Image Ownership: Public Domain
John William Coltrane emerged as one of the most innovative and influential jazz musicians of the 20th century. Born in Hamlet, North Carolina on September 23, 1926, the son of John Robert and Alice Blair Coltrane, he grew up in High Point, North Carolina where his grandfather, Rev. William W. Blair, an African Methodist Episcopal (AME) minister, was one of the community leaders.  John Coltrane's childhood attendance at his family's black church shaped the spiritual dimensions of his musical orientation.  Following his father's death and the family’s sudden impoverishment, he and his mother moved to Philadelphia, Pennsylvania in 1943 to ensure he would have a proper education.  Coltrane’s mother Alice worked as a domestic servant while nurturing her son's musical interest and encouraged him to enroll at the Ornstein School of Music.  

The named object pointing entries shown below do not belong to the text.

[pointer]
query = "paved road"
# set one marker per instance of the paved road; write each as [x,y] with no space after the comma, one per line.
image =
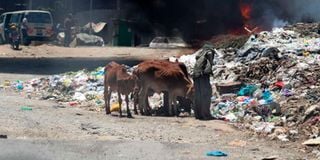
[50,131]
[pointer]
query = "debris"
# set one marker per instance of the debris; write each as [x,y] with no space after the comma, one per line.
[270,158]
[25,108]
[217,154]
[114,107]
[3,136]
[312,142]
[238,143]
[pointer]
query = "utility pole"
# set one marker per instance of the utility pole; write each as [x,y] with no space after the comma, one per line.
[30,4]
[91,4]
[118,5]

Coltrane’s musical education was interrupted when he was drafted into the U.S. Navy at the end of World War II, where he played with a Hawaii-based naval band.  By this point Coltrane found that he was increasingly attracted to jazz.  After he left the Navy in 1945 he made his professional debut as an artist.  Coltrane worked for a number of bandleaders including Dizzy Gillespie and Earl Bostic.  As his reputation grew, John Coltrane began to work with the most famous jazz artists of the era.  Between 1955 and 1959, he played in a band led by the legendary trumpeter Miles Davis.  He also worked intermittently with the famed jazz pianist Thelonious Monk.  

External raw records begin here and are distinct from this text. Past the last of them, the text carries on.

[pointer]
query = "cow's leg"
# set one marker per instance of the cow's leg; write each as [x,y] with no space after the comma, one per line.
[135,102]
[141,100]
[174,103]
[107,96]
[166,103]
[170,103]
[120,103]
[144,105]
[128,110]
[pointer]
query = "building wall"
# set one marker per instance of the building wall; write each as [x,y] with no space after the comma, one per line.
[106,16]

In 1960 John Coltrane formed a group which eventually became known as the Classic Quartet and put into practice a unique compositional and improvisational technique he had developed based on "modal" playing.  Coltrane quickly emerged as the leading jazz tenor saxophonist of the era.  Described by some jazz critics as the “high priest” of avant-garde jazz, Coltrane's style involved dense, rapidly changing chords with complex extensions built upon each note.  Rejecting traditional harmonies, his quartet soon became a platform for introducing new ideas into jazz.  

John Coltrane’s innovative style was evident on his 1959 album Giant Steps, which remains a marker of musical excellence.  Coltrane incorporated African musical traditions, slave spirituals and the blues into his compositions as well as elements of classical European and Indian musical traditions.  Coltrane’s ability to draw inspiration from a variety of musical traditions was also evident on his albums India, Ascension, and especially A Love Supreme which was released in 1964 and soon became his most successful recording.  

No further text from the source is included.